Physically, Dirtbags! A Sci-Fi Shooter RPG is a scrawling mess of a book and intentionally so. It is all punk attitude verses corporate bullshit and sometimes that does get in the way of what is relatively simple, straightforward roleplaying game. The example of play is actually the easiest and quickest means of learning the roleplaying game’s rules. The artwork is decent though.

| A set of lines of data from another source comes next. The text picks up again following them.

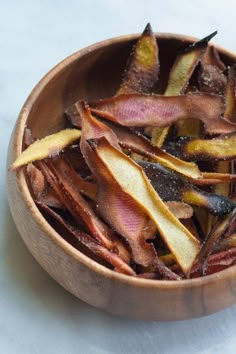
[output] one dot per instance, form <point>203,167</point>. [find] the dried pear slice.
<point>142,110</point>
<point>180,241</point>
<point>49,146</point>
<point>142,68</point>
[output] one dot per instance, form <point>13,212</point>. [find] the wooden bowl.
<point>92,73</point>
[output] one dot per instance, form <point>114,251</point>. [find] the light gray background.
<point>36,314</point>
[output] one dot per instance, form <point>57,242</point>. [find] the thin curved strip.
<point>41,190</point>
<point>230,95</point>
<point>222,229</point>
<point>49,146</point>
<point>179,77</point>
<point>172,187</point>
<point>86,240</point>
<point>211,77</point>
<point>142,110</point>
<point>142,67</point>
<point>180,241</point>
<point>222,148</point>
<point>129,222</point>
<point>79,207</point>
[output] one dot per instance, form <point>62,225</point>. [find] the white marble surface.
<point>36,314</point>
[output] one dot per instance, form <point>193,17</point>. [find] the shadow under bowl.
<point>92,73</point>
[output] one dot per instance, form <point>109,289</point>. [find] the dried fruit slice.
<point>49,146</point>
<point>123,171</point>
<point>142,68</point>
<point>90,243</point>
<point>142,110</point>
<point>184,66</point>
<point>230,95</point>
<point>170,186</point>
<point>41,190</point>
<point>222,229</point>
<point>211,77</point>
<point>180,210</point>
<point>221,148</point>
<point>79,208</point>
<point>179,77</point>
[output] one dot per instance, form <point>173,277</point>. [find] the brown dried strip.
<point>142,68</point>
<point>41,189</point>
<point>179,77</point>
<point>222,229</point>
<point>221,148</point>
<point>211,77</point>
<point>216,263</point>
<point>79,208</point>
<point>180,210</point>
<point>91,244</point>
<point>79,184</point>
<point>230,95</point>
<point>121,170</point>
<point>49,146</point>
<point>171,186</point>
<point>142,110</point>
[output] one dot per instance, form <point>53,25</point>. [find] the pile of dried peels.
<point>142,182</point>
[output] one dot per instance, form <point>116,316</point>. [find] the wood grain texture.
<point>92,73</point>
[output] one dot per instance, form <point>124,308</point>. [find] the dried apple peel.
<point>49,146</point>
<point>180,241</point>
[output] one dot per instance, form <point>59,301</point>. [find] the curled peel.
<point>172,187</point>
<point>49,146</point>
<point>180,241</point>
<point>142,68</point>
<point>142,110</point>
<point>179,77</point>
<point>222,148</point>
<point>86,240</point>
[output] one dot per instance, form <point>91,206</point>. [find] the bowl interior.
<point>92,73</point>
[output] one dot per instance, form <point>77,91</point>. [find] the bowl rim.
<point>55,237</point>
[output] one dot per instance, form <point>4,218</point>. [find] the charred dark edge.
<point>148,30</point>
<point>199,44</point>
<point>204,254</point>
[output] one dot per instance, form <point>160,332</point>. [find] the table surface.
<point>36,314</point>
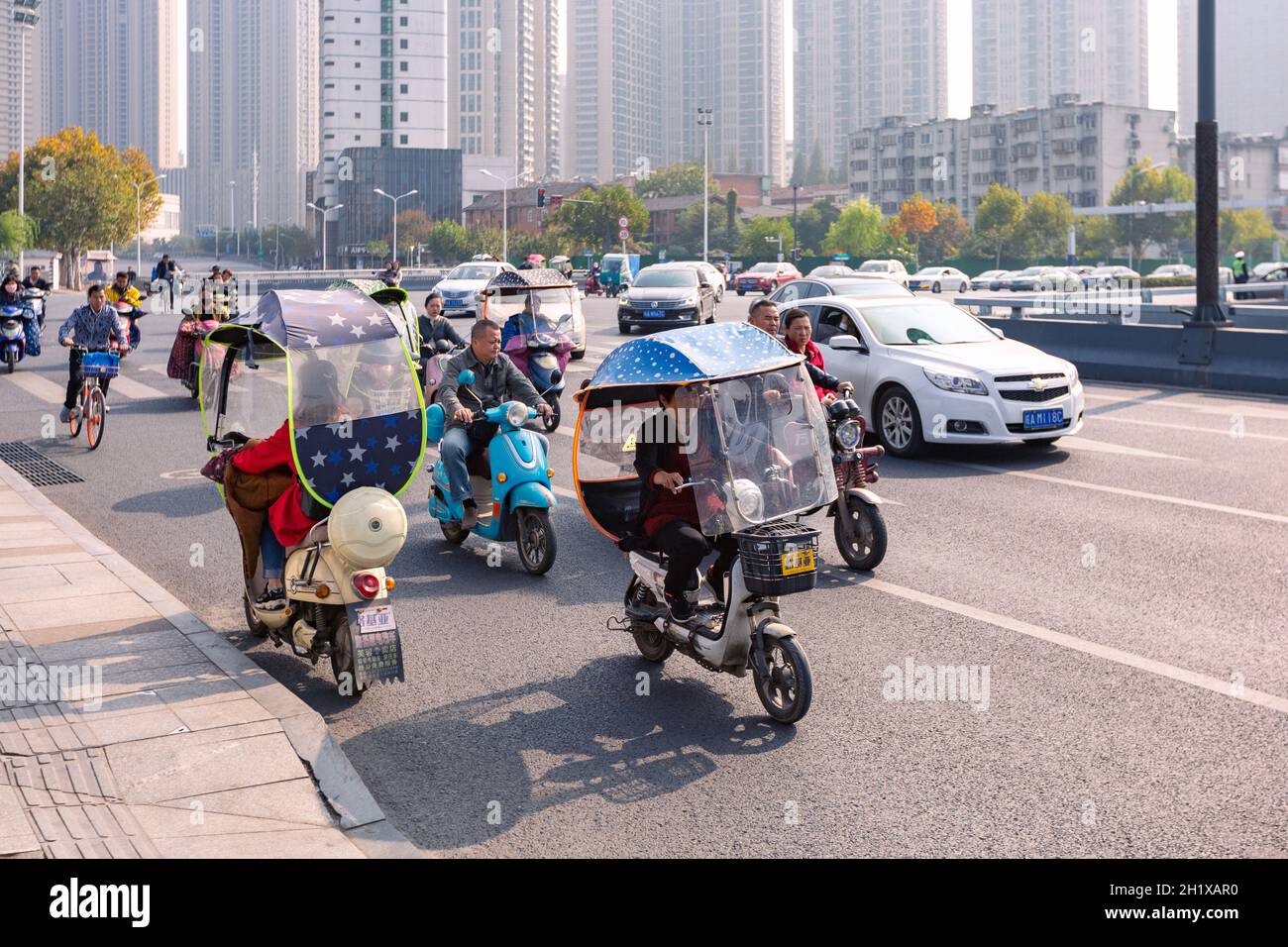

Dirtbags! A Sci-Fi Shooter RPG has the potential to be manically chaotic fun, throwing it as it does a disparate, desperate group of poorly trained conscripts into one dangerous mission after another, whilst the Game Marshal throws every military movie cliché into the mix. It would be interesting to see what happens if the Convict Conscripts are actually rehabilitated, but that will have to wait for a supplement or another roleplaying game. In the meantime, the Dirtbags have one last chance to prove they are not scum in a light, but surprisingly detailed military Science Fiction shooter.